Perhaps, then, the non-cyclicity of “atomicity” phonologically is paralleled by its non-cyclicity semantically, as would need to be the case in a strict interpretation of derivation by phase within DM. We would need -ic NOT to trigger a phase, meaning it could not be the realization of a little a node. I believe we’d need to commit to a theory in which the phonological form of most derivational affixes are the realizations of roots, not of category determining heads. So -ic in “atomicity” could then be a root attached to a category neutral head that does not trigger a phase. This conclusion that derivational affixes include phonologically contentful but a-categorical roots has already been argued for by Lowenstamm (on phonological grounds) and by De Belder (on syntactic and semantic grounds). De Belder specifically claims that -ic does not have an inherent category; we can point to words like “music,” “attic,” “traffic,” “mimic,” etc., alongside of words that are N/Adj ambiguous like “agnostic,” “stoic,” mystic,” etc.

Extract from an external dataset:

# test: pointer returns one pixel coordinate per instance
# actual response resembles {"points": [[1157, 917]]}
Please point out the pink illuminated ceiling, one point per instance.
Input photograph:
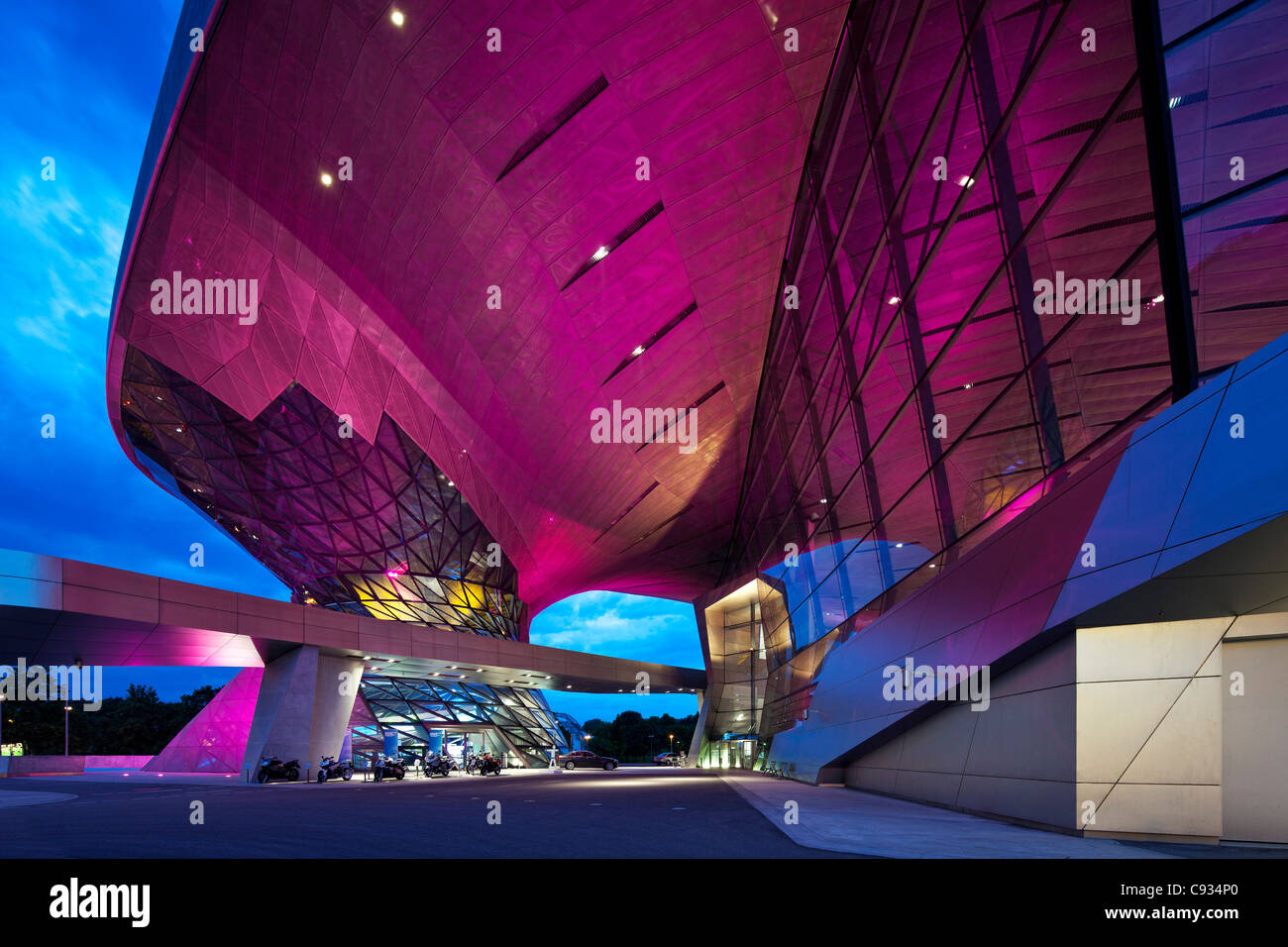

In conclusion, although the within-phase domains of contextual allosemy and contextual allomorphy might diverge because null morphemes don’t intervene for the trigger/target relation of context/undergoer and what’s null in the phonology may differ from what’s null in the semantics, the phases that define the biggest domains from contextual allosemy/allomorphy might be the same. Standard DM assumes they are: one phase to rule them all.

7 Comments

  1. Daniel Harbour

    Very interesting thoughts about ‘atomicity’. A version of allosemy that emerges from my work on Kiowa-Tanoan (solo and with David Adger) is what I’ve taken to calling ‘proxy features’. In our Kiowa PCC paper, we used –participant in its literal denotation (excludes speaker and hearer) and as a proxy for ‘has mental state’ (third persons with the feature have mental states, those without are unspecified). Similarly, in my dissertation on Kiowa nouns classes (and later extension of the work to Jemez), number features were proxies for, e.g., collectivity, granularity, individuability, etc.

  2. Linnaea

    Thanks Alec. So, is there any reason to suppose that the distribution of such semantically null affixes should be restricted? I think all the examples you cite are root attaching/adjacent, which is consistent with the system allowing you to ‘delay’ commitment to a semantic (and phonological) interpretation for a root.

    • Alec Marantz

      Indeed, for locality of selection, these null affixes should be next to roots. However, one could imagine semantically/syntactically null affixes outside of category-defining affixes, depending on how one jiggers selection of affixes adjacent to other affixes that might potentiate them. For example, if “ic” were potentiated by “able” (counter to fact) one could imagine “abilicity” e.g. with null -ic. Imagining is short of working this out and looking for the predicted cases, however. If there are any young folk reading this, there’s a paper here for you.

  3. Luke Adamson

    Re: the discussion of -ic in “atomicity” — does every root need to be categorized, or not? How would a root -ic “attach to a category neutral head” without violating the Categorization Assumption?

    • Alec Marantz

      Good question! Do we want category heads that satisfy the need for roots to be categorized to include category neutral category heads? Do we want to allow delayed gratification for a root’s need to be categorized? Many options come to mind for investigation.

      • Luke Adamson

        It would definitely be interesting if some of the non-cyclic “categorizing heads” were the ones that are apparently categorizing but are actually category-flexible (though I’m not sure I understand what it means to be category-defining but simultaneously agnostic about the category).

        But if we’re allowing for (what are essentially) non-categorizing categorizing heads, why bring roots into the picture at all? It seems like -ic could just be the realization of a non-cyclic, non-categorizing categorizing head.

        • Alec Marantz

          Indeed — that possibility should be explored.